Figure 4 Firm exit rate by labour productivity (left) and health (right)
Notes: Firms are categorized in quantiles. Bin 1 represents firms in the lowest quartile of each variable. Firms are healthier with higher scores. We compare such effects of exit rates in 2020 with those in the preceding three years (from 2017 to 2019). ‘Variable_pre’ is the average of annual firm exit rates by exit rate from 2017 to 2019.
Overall, smaller firms are more likely to exit. Figure 3 shows that downward sloping curves are observed for the overall firm exit rate, which is driven by voluntary exits. On the other hand, merger exit rates are positively correlated with firm size, while the exit rate of bankruptcies do not vary across different firm size groups. Figure 4 shows the results for labour productivity (left chart) and healthiness (right chart). Less productive and less healthy firms have higher exit rates, as total exit rates and voluntary exit rates exhibit downward-sloping curves, pointing to cleansing effects of firm exits. The effect is not obvious for bankruptcy, while a positive correlation is observed for merger exit rates. The differences in exit rates across groups are clearer when we use the firm healthiness measure. Importantly, in all three figures, exit rates have increased very mildly in 2020. But overall the slope is stable for all types of exits.

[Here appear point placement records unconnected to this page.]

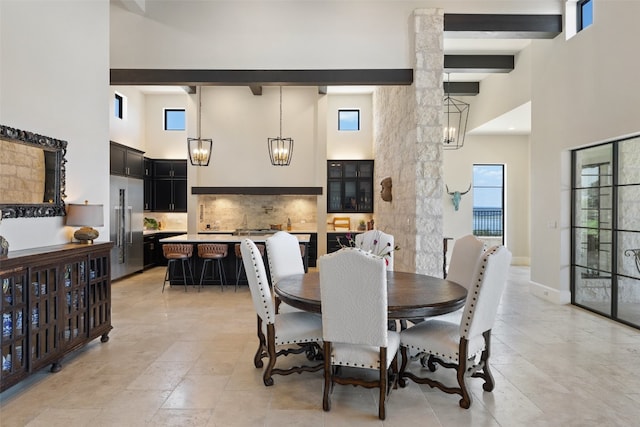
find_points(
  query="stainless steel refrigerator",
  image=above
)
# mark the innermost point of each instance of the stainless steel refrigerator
(126, 224)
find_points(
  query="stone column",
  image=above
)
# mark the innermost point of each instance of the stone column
(408, 148)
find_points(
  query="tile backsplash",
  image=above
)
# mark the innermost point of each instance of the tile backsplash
(228, 212)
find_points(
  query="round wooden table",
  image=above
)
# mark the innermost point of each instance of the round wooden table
(410, 295)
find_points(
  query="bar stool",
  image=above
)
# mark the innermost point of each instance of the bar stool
(240, 265)
(304, 258)
(174, 253)
(213, 253)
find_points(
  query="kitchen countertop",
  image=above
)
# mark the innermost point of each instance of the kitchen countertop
(294, 231)
(223, 238)
(164, 230)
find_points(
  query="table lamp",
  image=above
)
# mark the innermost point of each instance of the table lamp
(85, 216)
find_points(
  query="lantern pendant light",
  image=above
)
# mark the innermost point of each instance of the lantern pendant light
(280, 149)
(199, 148)
(455, 126)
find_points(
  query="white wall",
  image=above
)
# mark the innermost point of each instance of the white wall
(258, 34)
(54, 81)
(513, 152)
(585, 90)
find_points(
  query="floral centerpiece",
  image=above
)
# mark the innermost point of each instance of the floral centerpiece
(383, 251)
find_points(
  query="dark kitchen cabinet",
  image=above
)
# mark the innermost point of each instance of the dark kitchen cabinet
(169, 186)
(349, 186)
(148, 184)
(126, 161)
(169, 168)
(170, 195)
(150, 245)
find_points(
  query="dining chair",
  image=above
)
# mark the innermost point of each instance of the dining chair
(465, 258)
(294, 333)
(463, 346)
(285, 259)
(353, 289)
(379, 243)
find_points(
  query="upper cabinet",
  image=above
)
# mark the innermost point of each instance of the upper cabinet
(126, 161)
(170, 169)
(349, 186)
(169, 186)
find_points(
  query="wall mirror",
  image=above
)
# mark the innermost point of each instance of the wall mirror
(32, 174)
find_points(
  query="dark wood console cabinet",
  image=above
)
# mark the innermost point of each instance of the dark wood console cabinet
(55, 299)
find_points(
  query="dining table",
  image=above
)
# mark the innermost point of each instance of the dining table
(410, 295)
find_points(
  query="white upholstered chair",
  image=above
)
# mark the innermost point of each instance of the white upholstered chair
(379, 243)
(353, 287)
(465, 258)
(463, 346)
(293, 332)
(285, 259)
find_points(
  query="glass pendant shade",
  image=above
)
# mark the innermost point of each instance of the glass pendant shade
(280, 149)
(199, 148)
(199, 151)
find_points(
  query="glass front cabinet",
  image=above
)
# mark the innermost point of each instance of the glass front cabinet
(349, 186)
(54, 301)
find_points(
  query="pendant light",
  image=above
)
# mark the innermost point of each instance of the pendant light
(280, 149)
(199, 148)
(456, 115)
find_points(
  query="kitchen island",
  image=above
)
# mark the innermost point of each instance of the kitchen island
(229, 263)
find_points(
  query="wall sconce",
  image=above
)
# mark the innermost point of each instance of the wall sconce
(280, 149)
(199, 148)
(85, 216)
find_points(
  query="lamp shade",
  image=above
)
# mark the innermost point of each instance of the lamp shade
(85, 215)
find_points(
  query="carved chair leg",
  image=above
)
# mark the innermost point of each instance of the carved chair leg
(383, 383)
(262, 344)
(271, 352)
(328, 373)
(461, 374)
(405, 359)
(489, 382)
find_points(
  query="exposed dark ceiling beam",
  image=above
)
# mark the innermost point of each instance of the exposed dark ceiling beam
(374, 77)
(478, 63)
(462, 88)
(488, 26)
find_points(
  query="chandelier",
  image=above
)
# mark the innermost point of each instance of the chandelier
(280, 149)
(199, 148)
(456, 115)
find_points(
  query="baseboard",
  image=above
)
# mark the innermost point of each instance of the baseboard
(520, 260)
(552, 295)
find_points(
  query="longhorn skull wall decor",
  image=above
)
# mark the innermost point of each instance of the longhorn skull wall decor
(456, 196)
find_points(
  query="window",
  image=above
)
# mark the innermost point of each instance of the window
(488, 201)
(348, 119)
(585, 14)
(119, 106)
(174, 119)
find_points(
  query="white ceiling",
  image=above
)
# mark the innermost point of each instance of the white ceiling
(515, 122)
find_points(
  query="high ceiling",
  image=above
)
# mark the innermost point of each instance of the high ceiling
(475, 47)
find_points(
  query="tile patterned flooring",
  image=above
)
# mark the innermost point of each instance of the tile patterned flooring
(185, 359)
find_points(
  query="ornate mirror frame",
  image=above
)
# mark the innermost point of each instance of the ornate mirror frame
(55, 151)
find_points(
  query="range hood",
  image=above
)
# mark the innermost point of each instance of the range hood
(299, 191)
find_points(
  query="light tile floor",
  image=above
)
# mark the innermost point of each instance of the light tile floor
(185, 359)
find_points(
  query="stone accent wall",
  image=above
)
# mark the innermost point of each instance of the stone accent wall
(226, 212)
(22, 173)
(408, 147)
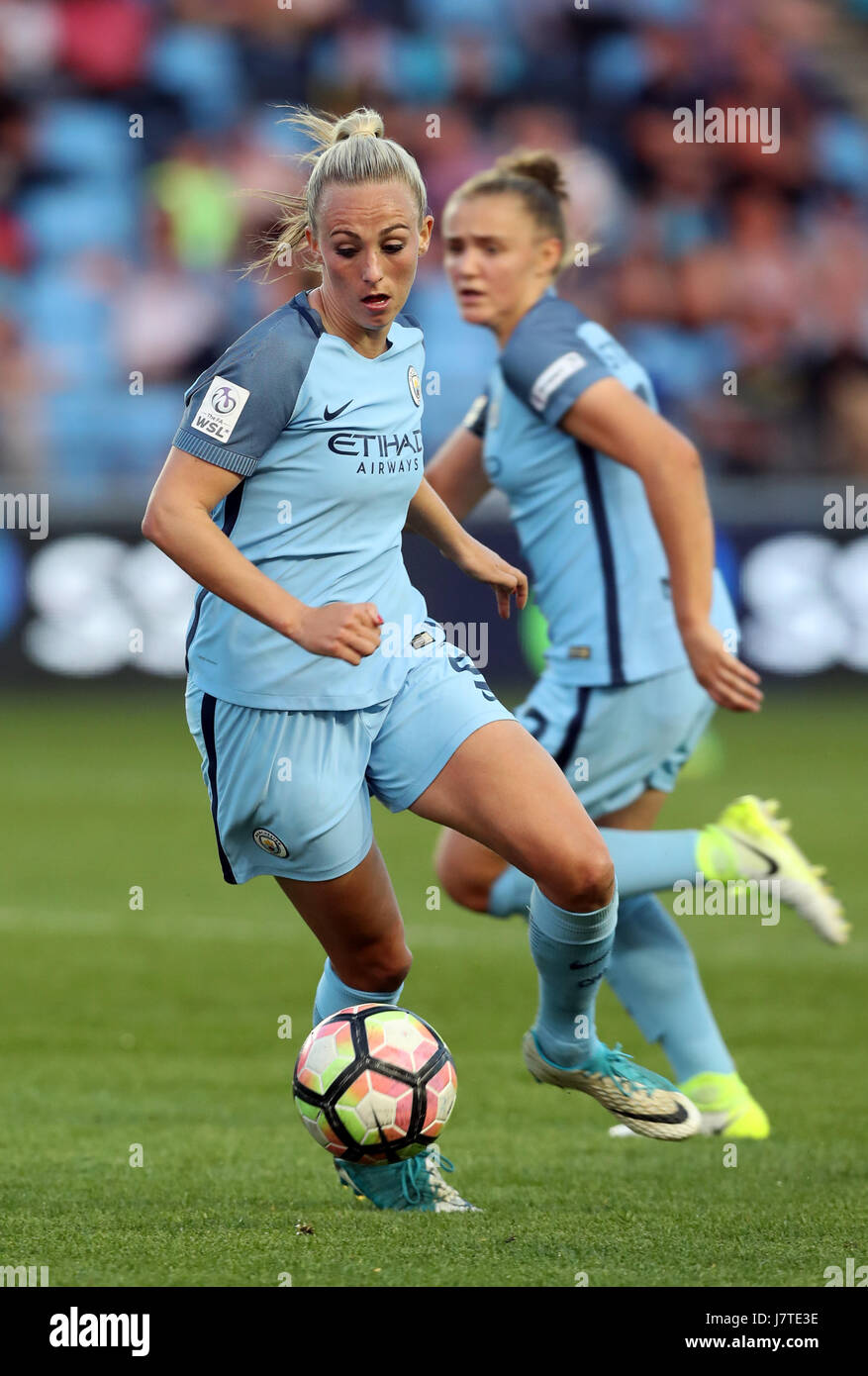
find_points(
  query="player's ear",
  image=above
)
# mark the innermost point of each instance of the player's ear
(426, 234)
(550, 253)
(313, 244)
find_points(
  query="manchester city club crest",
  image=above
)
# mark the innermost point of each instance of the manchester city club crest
(267, 840)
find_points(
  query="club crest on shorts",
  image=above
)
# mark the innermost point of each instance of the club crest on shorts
(267, 840)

The proponents of the cleansing effects argue that unproductive firms should exit during recessions to enhance total productivity in the long run (by keeping only productive firms in the market). On the other hand, there is a view that government interventions to support firms in recessions help avert a cascade of bankruptcies. Our evidence suggests that firm exit rates have been muted during the Covid-19 pandemic. This means that the cleansing effects – as measured by the slope of the correlations – have not, as it stands, increased in Japan.
Authors’ note: The views expressed herein are those of the authors and should not be attributed to the IMF or RIETI, its Executive Board, or its management.

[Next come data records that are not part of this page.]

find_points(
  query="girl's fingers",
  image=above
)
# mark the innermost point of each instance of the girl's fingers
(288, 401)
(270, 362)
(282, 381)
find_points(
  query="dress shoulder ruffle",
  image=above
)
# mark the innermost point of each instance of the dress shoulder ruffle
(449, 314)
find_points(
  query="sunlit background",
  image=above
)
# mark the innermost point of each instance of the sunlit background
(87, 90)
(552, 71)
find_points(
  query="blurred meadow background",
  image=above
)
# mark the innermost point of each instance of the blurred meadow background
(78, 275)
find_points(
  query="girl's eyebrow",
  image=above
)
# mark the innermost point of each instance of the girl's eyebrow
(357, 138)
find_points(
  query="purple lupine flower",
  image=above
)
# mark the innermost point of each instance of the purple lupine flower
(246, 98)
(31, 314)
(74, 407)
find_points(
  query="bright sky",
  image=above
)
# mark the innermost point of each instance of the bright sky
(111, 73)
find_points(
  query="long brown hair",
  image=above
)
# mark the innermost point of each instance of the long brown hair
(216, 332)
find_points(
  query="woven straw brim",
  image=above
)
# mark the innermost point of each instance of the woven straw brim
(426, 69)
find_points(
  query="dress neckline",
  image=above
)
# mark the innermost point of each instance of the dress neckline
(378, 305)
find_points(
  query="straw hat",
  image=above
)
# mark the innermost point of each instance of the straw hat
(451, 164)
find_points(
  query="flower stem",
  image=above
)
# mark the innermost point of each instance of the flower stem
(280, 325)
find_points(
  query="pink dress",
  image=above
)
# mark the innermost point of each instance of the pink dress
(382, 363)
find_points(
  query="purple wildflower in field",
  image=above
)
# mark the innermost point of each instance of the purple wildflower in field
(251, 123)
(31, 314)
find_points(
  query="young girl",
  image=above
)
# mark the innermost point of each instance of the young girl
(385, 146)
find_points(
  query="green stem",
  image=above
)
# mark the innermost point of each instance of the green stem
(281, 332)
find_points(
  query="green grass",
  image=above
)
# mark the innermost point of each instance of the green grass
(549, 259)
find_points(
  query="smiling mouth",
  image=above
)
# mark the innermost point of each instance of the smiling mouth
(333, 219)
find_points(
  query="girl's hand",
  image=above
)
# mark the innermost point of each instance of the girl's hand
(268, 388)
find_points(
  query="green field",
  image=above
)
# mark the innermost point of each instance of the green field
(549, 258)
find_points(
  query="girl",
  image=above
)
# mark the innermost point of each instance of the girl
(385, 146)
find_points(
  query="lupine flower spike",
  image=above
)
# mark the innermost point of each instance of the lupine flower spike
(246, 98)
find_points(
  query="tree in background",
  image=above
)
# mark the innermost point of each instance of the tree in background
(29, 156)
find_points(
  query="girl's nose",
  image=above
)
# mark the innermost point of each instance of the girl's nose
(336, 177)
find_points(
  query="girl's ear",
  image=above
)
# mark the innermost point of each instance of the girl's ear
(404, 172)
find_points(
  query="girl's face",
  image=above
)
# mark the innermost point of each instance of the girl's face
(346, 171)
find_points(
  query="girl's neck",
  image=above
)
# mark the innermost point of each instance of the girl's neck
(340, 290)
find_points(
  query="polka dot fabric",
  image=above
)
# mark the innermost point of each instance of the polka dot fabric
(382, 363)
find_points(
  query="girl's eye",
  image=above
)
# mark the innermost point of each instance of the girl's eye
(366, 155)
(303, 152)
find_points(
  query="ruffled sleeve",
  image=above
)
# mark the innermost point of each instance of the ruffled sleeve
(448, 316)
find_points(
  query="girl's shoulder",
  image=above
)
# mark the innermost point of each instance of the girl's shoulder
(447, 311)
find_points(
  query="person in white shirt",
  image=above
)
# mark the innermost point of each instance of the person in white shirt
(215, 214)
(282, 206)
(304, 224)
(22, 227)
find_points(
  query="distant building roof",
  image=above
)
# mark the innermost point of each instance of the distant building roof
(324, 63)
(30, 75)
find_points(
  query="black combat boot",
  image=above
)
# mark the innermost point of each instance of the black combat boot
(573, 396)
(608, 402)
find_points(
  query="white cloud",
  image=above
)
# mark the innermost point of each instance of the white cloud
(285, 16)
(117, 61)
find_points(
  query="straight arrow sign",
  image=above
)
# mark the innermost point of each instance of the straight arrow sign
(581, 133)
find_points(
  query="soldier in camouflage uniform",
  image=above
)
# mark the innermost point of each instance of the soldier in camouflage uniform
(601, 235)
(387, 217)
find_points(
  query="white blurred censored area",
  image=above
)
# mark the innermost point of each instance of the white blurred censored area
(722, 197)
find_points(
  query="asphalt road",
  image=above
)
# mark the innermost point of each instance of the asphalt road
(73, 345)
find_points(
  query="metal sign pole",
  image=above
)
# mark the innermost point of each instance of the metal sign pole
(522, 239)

Carvalho, V M, M Nirei and Y U Saito (2014), “Supply Chain Disruptions: Evidence from the Great East Japan Earthquake”, RIETI Discussion Paper Series 14-E-035
Carvalho, V M, M Nirei, Y U Saito and A Tahbaz-Salehi (forthcoming), “Supply Chain Disruptions: Evidence from the Great East Japan Earthquake,” Quarterly Journal of Economics.

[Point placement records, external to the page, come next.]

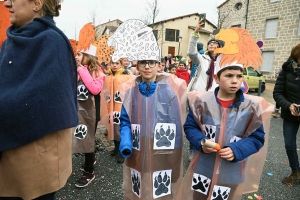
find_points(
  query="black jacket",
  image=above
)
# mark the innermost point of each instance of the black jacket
(287, 90)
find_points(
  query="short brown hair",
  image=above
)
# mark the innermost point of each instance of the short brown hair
(295, 53)
(51, 7)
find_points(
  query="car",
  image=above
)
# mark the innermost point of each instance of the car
(252, 78)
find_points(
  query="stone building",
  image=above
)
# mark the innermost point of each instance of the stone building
(173, 35)
(275, 22)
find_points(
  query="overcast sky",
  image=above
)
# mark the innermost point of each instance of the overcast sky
(75, 13)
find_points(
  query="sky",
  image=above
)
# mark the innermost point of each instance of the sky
(75, 13)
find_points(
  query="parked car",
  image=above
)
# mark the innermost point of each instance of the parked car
(252, 78)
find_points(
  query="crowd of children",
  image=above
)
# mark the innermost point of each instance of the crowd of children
(142, 98)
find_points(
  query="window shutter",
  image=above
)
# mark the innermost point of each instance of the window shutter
(271, 28)
(176, 35)
(167, 35)
(268, 61)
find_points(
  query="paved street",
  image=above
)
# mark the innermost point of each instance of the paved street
(108, 182)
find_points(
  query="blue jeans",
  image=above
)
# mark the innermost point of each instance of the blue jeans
(290, 129)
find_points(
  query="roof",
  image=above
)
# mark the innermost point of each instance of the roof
(197, 14)
(222, 3)
(201, 30)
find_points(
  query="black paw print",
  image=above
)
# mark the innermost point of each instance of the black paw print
(164, 137)
(161, 184)
(117, 97)
(200, 185)
(136, 184)
(116, 118)
(136, 138)
(80, 132)
(82, 93)
(219, 196)
(209, 132)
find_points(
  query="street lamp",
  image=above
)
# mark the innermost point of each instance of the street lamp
(179, 40)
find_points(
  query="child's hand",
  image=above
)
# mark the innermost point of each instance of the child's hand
(208, 149)
(227, 154)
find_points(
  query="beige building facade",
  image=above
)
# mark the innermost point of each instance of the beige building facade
(275, 22)
(175, 32)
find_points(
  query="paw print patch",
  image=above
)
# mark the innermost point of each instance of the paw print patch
(116, 117)
(135, 128)
(161, 183)
(82, 93)
(117, 97)
(80, 131)
(210, 131)
(136, 182)
(164, 136)
(200, 183)
(220, 193)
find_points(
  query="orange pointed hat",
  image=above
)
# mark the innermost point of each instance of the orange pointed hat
(240, 49)
(87, 36)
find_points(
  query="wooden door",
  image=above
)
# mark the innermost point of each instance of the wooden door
(171, 50)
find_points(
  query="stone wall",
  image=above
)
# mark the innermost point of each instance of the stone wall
(230, 16)
(287, 12)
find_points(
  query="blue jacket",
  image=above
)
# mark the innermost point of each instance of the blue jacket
(241, 149)
(38, 83)
(126, 139)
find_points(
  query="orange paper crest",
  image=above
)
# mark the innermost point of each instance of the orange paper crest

Foster, L, C Grim and J Haltiwanger (2014), “Reallocation in the Great Recession: Cleansing or Not?”, NBER working paper 20427.
Hong, G, A Ito, Y U Saito and A Thi Ngoc Nguyen (2020a), “Structural Changes in Japanese Firms: Business Dynamism in an Aging Society”, IMF working paper series 20(182).
Hong, G, S Kikuchi and Y U Saito (2020b), “What are the Effects of the COVID-19 Crisis on Firm Exit in Japan”, RIETI column.
1 Shock propagation to non-affected firms through transaction network after 2011 Tohoku earthquake is examined (Carvalho et.al, 2014, forthcoming). Shocks are propagated not only to direct partners but also indirect partners.
2 Firm information, such as number of employees and sales, are collected by TSR and the timing of dataset provided is at the end of September for each year, from 2007 to 2019. Firm exit information is from October 2007 to September 2020. Exit rate of 2020, for example, is calculated number of firms exiting from October 2019 to September 2020 divided by number of total firms at the end of September 2019.
3 Source: Bureau of Labor Statistics for the US, OECD and Eurostat for the European countries
4 The deviation in total number of employees affected by voluntary exit in 2008 is caused by one big firm.
5 The changes in voluntary exits are difficult to assess empirically, as they are determined by owners’ individual expectations about future economic activity and firm business model. For instance, while the exit rate increased in 2018 while it decreased in 2019, it is difficult to tell a coherent story as to what caused these ups and downs.
6 An increase in month 5 (June 2020) is due to a temporary increase in mergers.